CAI室での生徒のコンピュータ利用を促進 今後はさらなる授業への活用
藤島高校のネットワークは、教師間だけではなく、生徒が利用するCAI室においても成果を上げている。CAI室には47台のコンピュータが設置され、授業等でのインターネット学習に活用されている。また、放課後には担当教師の許可の下、生徒に開放されている。
「情報企画室のメンバーのうち2名がCAI準備室に常駐し、部屋の管理やコンピュータの管理・運営、生徒からの質問などを受けています」(久守先生)
現在は、生徒一人ひとりがID登録され、誰でも利用できる体制が整っている。同校のホームページの中にある「生徒の部屋」の各部活動や、学校祭の紹介ページなどはこのCAI室から生まれた。作成するのはもちろん生徒たち。準備室が隣にあるため、技術的に分からないことがあればすぐに教師に聞くことができる。

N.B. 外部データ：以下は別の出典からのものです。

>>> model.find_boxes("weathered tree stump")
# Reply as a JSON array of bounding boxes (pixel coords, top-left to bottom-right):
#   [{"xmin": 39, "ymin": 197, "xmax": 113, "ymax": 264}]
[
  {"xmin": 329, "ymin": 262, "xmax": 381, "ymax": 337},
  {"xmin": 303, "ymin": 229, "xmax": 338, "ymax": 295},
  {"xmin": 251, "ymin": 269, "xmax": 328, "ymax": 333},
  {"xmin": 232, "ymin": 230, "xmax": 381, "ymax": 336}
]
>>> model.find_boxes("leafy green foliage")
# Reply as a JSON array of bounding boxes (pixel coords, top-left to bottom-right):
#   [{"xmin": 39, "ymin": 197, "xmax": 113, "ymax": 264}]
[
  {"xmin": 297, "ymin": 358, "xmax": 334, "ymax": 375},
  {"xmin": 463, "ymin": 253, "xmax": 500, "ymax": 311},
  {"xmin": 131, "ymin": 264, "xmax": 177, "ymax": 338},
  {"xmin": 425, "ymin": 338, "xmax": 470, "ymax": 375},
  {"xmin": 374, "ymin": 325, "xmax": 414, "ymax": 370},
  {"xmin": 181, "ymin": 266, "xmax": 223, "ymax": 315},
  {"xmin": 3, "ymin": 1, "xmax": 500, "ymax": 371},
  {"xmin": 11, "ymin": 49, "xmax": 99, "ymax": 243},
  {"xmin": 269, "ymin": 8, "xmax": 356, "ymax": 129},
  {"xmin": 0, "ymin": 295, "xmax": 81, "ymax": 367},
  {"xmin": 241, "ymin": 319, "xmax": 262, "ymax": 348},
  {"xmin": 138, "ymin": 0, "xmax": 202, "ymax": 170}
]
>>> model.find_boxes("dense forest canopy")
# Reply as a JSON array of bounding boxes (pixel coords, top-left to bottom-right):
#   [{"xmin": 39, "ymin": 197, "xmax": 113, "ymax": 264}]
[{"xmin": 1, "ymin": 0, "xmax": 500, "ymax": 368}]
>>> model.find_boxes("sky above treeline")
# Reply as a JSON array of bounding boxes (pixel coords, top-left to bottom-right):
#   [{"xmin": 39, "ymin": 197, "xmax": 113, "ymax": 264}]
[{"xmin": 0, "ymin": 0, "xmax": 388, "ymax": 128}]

CAI室の授業での活用については、「現代社会」での調べ学習や、「生物」の実験データの処理等にコンピュータが利用されているが、本格的な活用はまだこれからという状況。「今後は、CAI室にとどまらず、コンピュータ画像を各教室でプロジェクタに映し出して授業することにも関心があります」(沖村先生)。「総合的な学習の時間」や他教科への利用などについても、これからの展開が期待されている。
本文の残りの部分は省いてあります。